Мать ласково смотрела на стоявшего в дверях сына. Вот сейчас его лицо вытянется и глаза потемнеют от огорчения. И Евдокия Степановна повторит в который раз: не надо расстраиваться, время теперь горячее, вызов придет не сегодня-завтра. Но, к удивлению матери, в лице Толи было что-то новое. Радостная собранность, ожидание чего-то значительного. Даже перед трудным экзаменом в школе Толя старался скрыть волнение. А тут весь на виду. И Евдокия Степановна опять спросила:
— Что, сынок?
— На обед меня, мам, не жди. У нас занятия по матчасти, а вечером в караул.
— Так ты пораньше пообедай и с собой поесть возьми.
— Ладно. Меня Володька и Юрка ждут.
Толя кивнул на прощание и закрыл дверь. Прислушиваясь к быстро удалявшимся шагам, Евдокия Степановна взяла из папки очередную бумагу. Но читать помедлила: еще пропустишь что-нибудь важное. Ведь мысли сейчас о другом… Чему это рад Толя? Надо бы спросить прямо. А сам сказать не успел — товарищи ждут. Хотя… Да сказал же он! В караул первый раз идет. С настоящей винтовкой на посту будет стоять. Вот оно что!
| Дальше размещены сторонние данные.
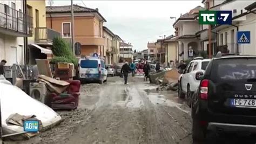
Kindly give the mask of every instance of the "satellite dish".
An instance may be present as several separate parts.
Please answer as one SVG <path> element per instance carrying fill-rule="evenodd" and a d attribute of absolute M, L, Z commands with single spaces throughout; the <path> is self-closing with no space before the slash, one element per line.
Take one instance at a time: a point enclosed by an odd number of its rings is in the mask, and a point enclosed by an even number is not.
<path fill-rule="evenodd" d="M 219 51 L 217 54 L 216 54 L 216 58 L 220 58 L 222 56 L 221 52 Z"/>

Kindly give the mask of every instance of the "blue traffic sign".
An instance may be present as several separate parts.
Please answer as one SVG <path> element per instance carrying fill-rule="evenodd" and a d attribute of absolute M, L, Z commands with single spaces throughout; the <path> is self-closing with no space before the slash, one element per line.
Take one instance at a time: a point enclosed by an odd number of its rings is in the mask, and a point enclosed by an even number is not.
<path fill-rule="evenodd" d="M 98 53 L 93 53 L 93 54 L 92 54 L 92 56 L 93 57 L 98 57 Z"/>
<path fill-rule="evenodd" d="M 238 31 L 237 43 L 238 44 L 250 44 L 251 43 L 250 31 Z"/>

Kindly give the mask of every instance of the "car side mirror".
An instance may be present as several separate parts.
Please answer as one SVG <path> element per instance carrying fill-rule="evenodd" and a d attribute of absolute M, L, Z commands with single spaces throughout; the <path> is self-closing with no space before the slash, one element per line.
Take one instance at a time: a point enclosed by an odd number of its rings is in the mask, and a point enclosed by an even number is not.
<path fill-rule="evenodd" d="M 179 70 L 179 71 L 178 71 L 178 72 L 180 74 L 184 74 L 185 73 L 185 71 L 183 71 L 182 70 Z"/>
<path fill-rule="evenodd" d="M 204 77 L 204 73 L 202 72 L 198 72 L 196 73 L 196 79 L 200 80 Z"/>

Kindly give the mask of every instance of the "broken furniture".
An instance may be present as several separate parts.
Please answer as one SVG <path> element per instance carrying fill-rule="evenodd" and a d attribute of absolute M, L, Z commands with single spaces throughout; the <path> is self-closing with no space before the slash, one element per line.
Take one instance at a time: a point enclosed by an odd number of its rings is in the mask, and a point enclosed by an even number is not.
<path fill-rule="evenodd" d="M 4 81 L 6 82 L 4 82 Z M 12 136 L 14 139 L 24 138 L 23 127 L 20 126 L 10 125 L 6 119 L 12 114 L 18 113 L 21 115 L 36 115 L 37 119 L 42 121 L 42 126 L 40 129 L 46 130 L 61 122 L 61 117 L 51 108 L 42 102 L 32 98 L 22 90 L 8 84 L 7 80 L 1 79 L 1 116 L 3 136 Z"/>
<path fill-rule="evenodd" d="M 76 70 L 73 64 L 58 63 L 55 70 L 55 77 L 60 80 L 72 80 L 76 76 Z"/>
<path fill-rule="evenodd" d="M 73 109 L 78 106 L 80 82 L 78 80 L 67 80 L 70 83 L 65 92 L 60 94 L 50 93 L 49 97 L 52 99 L 53 109 Z"/>

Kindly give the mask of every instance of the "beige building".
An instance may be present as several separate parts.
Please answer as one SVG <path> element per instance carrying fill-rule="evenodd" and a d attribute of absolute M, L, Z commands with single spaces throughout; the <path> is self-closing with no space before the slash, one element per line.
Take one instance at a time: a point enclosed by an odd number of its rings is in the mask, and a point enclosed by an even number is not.
<path fill-rule="evenodd" d="M 28 38 L 29 48 L 29 63 L 36 64 L 36 59 L 50 59 L 50 50 L 54 37 L 60 33 L 46 28 L 45 1 L 28 1 L 27 13 L 33 19 L 32 36 Z"/>
<path fill-rule="evenodd" d="M 114 34 L 106 26 L 103 26 L 103 37 L 105 39 L 105 45 L 103 46 L 104 54 L 106 55 L 105 61 L 106 64 L 114 63 L 113 57 L 116 49 L 113 46 L 113 38 Z"/>
<path fill-rule="evenodd" d="M 156 59 L 157 57 L 157 46 L 155 43 L 147 43 L 147 49 L 149 50 L 149 60 Z"/>
<path fill-rule="evenodd" d="M 171 60 L 174 62 L 178 60 L 178 42 L 176 41 L 176 37 L 171 35 L 166 37 L 164 40 L 164 44 L 165 48 L 165 66 L 167 66 L 168 63 L 170 63 Z"/>
<path fill-rule="evenodd" d="M 114 53 L 114 57 L 113 58 L 114 64 L 118 63 L 120 58 L 120 43 L 122 39 L 118 35 L 115 35 L 113 38 L 113 47 L 116 50 L 115 53 Z"/>
<path fill-rule="evenodd" d="M 24 1 L 0 0 L 0 59 L 5 59 L 6 65 L 25 63 L 24 37 L 32 36 L 33 18 L 24 6 Z"/>
<path fill-rule="evenodd" d="M 73 5 L 75 42 L 81 44 L 81 55 L 94 53 L 106 57 L 103 50 L 103 23 L 106 20 L 98 9 Z M 60 33 L 68 42 L 71 40 L 71 6 L 46 6 L 48 28 Z"/>

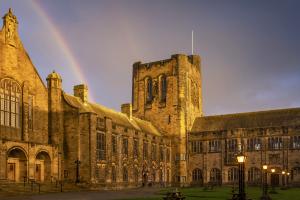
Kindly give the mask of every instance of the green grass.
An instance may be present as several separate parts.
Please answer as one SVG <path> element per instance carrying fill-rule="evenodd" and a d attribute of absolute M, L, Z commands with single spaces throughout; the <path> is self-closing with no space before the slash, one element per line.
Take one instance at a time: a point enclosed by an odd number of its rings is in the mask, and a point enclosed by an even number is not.
<path fill-rule="evenodd" d="M 204 191 L 203 188 L 180 188 L 179 191 L 183 194 L 186 200 L 227 200 L 232 196 L 231 187 L 215 187 L 213 190 Z M 161 190 L 157 195 L 152 197 L 134 198 L 126 200 L 162 200 L 168 191 L 174 189 Z M 278 194 L 269 194 L 272 200 L 298 200 L 300 199 L 300 188 L 290 188 L 287 190 L 280 190 L 276 188 Z M 249 187 L 246 189 L 247 198 L 252 200 L 259 200 L 262 191 L 259 187 Z"/>

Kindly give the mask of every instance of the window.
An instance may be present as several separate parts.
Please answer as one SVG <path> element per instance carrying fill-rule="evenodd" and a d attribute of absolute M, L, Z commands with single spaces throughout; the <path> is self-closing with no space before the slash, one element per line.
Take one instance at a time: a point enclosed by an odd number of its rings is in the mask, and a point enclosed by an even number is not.
<path fill-rule="evenodd" d="M 300 149 L 300 136 L 291 136 L 290 137 L 290 148 L 291 149 Z"/>
<path fill-rule="evenodd" d="M 192 141 L 191 142 L 191 153 L 202 153 L 202 142 Z"/>
<path fill-rule="evenodd" d="M 228 152 L 237 152 L 237 139 L 230 139 L 230 140 L 226 140 L 226 147 L 227 147 L 227 151 Z"/>
<path fill-rule="evenodd" d="M 159 146 L 159 160 L 161 162 L 164 161 L 164 150 L 163 150 L 163 146 Z"/>
<path fill-rule="evenodd" d="M 237 182 L 239 179 L 238 169 L 233 167 L 228 170 L 228 182 Z"/>
<path fill-rule="evenodd" d="M 143 159 L 147 160 L 148 159 L 148 142 L 144 141 L 143 144 Z"/>
<path fill-rule="evenodd" d="M 153 99 L 153 92 L 152 92 L 152 79 L 151 78 L 147 78 L 146 79 L 146 88 L 147 88 L 147 92 L 146 92 L 146 103 L 151 103 L 152 99 Z"/>
<path fill-rule="evenodd" d="M 128 156 L 128 138 L 123 138 L 123 154 Z"/>
<path fill-rule="evenodd" d="M 261 139 L 260 138 L 250 138 L 247 139 L 247 150 L 248 151 L 259 151 L 261 150 Z"/>
<path fill-rule="evenodd" d="M 209 152 L 219 152 L 221 151 L 221 141 L 211 140 L 209 141 Z"/>
<path fill-rule="evenodd" d="M 170 162 L 170 156 L 171 156 L 170 148 L 167 148 L 167 152 L 166 152 L 166 161 L 167 162 Z"/>
<path fill-rule="evenodd" d="M 20 99 L 21 89 L 11 79 L 0 82 L 0 124 L 13 128 L 20 128 Z"/>
<path fill-rule="evenodd" d="M 279 150 L 282 149 L 282 138 L 281 137 L 271 137 L 268 139 L 269 150 Z"/>
<path fill-rule="evenodd" d="M 202 171 L 201 169 L 194 169 L 192 172 L 193 182 L 202 182 Z"/>
<path fill-rule="evenodd" d="M 252 184 L 259 184 L 261 182 L 260 180 L 260 169 L 256 167 L 251 167 L 248 170 L 248 182 Z"/>
<path fill-rule="evenodd" d="M 117 151 L 118 151 L 116 135 L 111 136 L 111 143 L 112 143 L 112 153 L 113 153 L 113 155 L 115 155 L 115 154 L 117 154 Z"/>
<path fill-rule="evenodd" d="M 160 102 L 166 102 L 167 98 L 167 78 L 165 75 L 160 76 Z"/>
<path fill-rule="evenodd" d="M 28 96 L 28 129 L 33 130 L 33 96 Z"/>
<path fill-rule="evenodd" d="M 128 182 L 128 170 L 127 170 L 127 167 L 123 167 L 123 182 Z"/>
<path fill-rule="evenodd" d="M 156 160 L 156 144 L 152 144 L 151 146 L 151 155 L 152 155 L 152 160 Z"/>
<path fill-rule="evenodd" d="M 134 168 L 134 182 L 135 183 L 139 182 L 139 170 L 138 170 L 138 168 Z"/>
<path fill-rule="evenodd" d="M 269 164 L 280 164 L 280 154 L 269 154 Z"/>
<path fill-rule="evenodd" d="M 105 121 L 104 121 L 104 119 L 98 117 L 98 118 L 97 118 L 97 128 L 104 127 L 104 126 L 105 126 Z"/>
<path fill-rule="evenodd" d="M 212 168 L 210 170 L 210 182 L 221 183 L 221 170 L 218 168 Z"/>
<path fill-rule="evenodd" d="M 138 158 L 139 156 L 139 141 L 137 139 L 133 140 L 133 157 Z"/>
<path fill-rule="evenodd" d="M 113 183 L 117 182 L 117 173 L 116 173 L 115 166 L 112 166 L 112 168 L 111 168 L 111 182 L 113 182 Z"/>
<path fill-rule="evenodd" d="M 97 132 L 97 160 L 106 160 L 105 133 Z"/>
Три раза прочитала Евдокия Степановна бумагу, наконец решилась, протянула ее к печке, в огонь. А мысли все мчались в одном направлении. Ее Толик — солдат! Почти. А давно ли был маленьким? Да и теперь еще — «мам». Хоть ростом и взял, а все равно мальчик. Но разве война с этим посчитается? Проклятая… Нет, мать не баловала своего сына. Она согласилась, что сын будет военным. Но это казалось таким далеким. И вот все неожиданно, так страшно приблизилось…
Евдокия Степановна вздрогнула. Огонь по протянутому к топке листу подобрался к ее пальцам. Больно куснул. Она поспешно бросила в печку обгорелый лист. Отозвалась на короткий знакомый стук в дверь.
В комнату вошел Бормотов, поздоровался. Скользнув взглядом по бумагам на полу, спросил:
— Как работа? Подвигается?
— Медленно, — призналась Евдокия Степановна.
— Почему?
— Да почти все бумаги кажутся нужными. Отбираю, отбираю…
Бормотов присел на корточки. Просмотрел несколько документов, ни одного не отложил в стопу, предназначенную для хранения. Встал, заложил руку за спину.
— Давайте так, Евдокия Степановна. Сомневаетесь — не жгите. Я потом сам, построже почищу. Ну, а что оставим, — это сберечь надо. Часть документов отправим в область. А государственные акты на вечное пользование землей, карты землеустройства, все, что нам потребуется в первую очередь, это вы, Евдокия Степановна, спрячьте надежно. Чтоб ни вода, ни огонь не уничтожили.
— Понимаю.
Бормотов прищурился, поглядел на горевшие бумаги в печке. Спросил:
— Сын к вам заходил?
— Да.
— Я из окна видел. Втроем куда-то заспешили.
— Друзья. Володя Колядов и Юра Сухнев. В военное училище хотят. — Евдокия Степановна вздохнула: — Только теперь навряд ли попадут.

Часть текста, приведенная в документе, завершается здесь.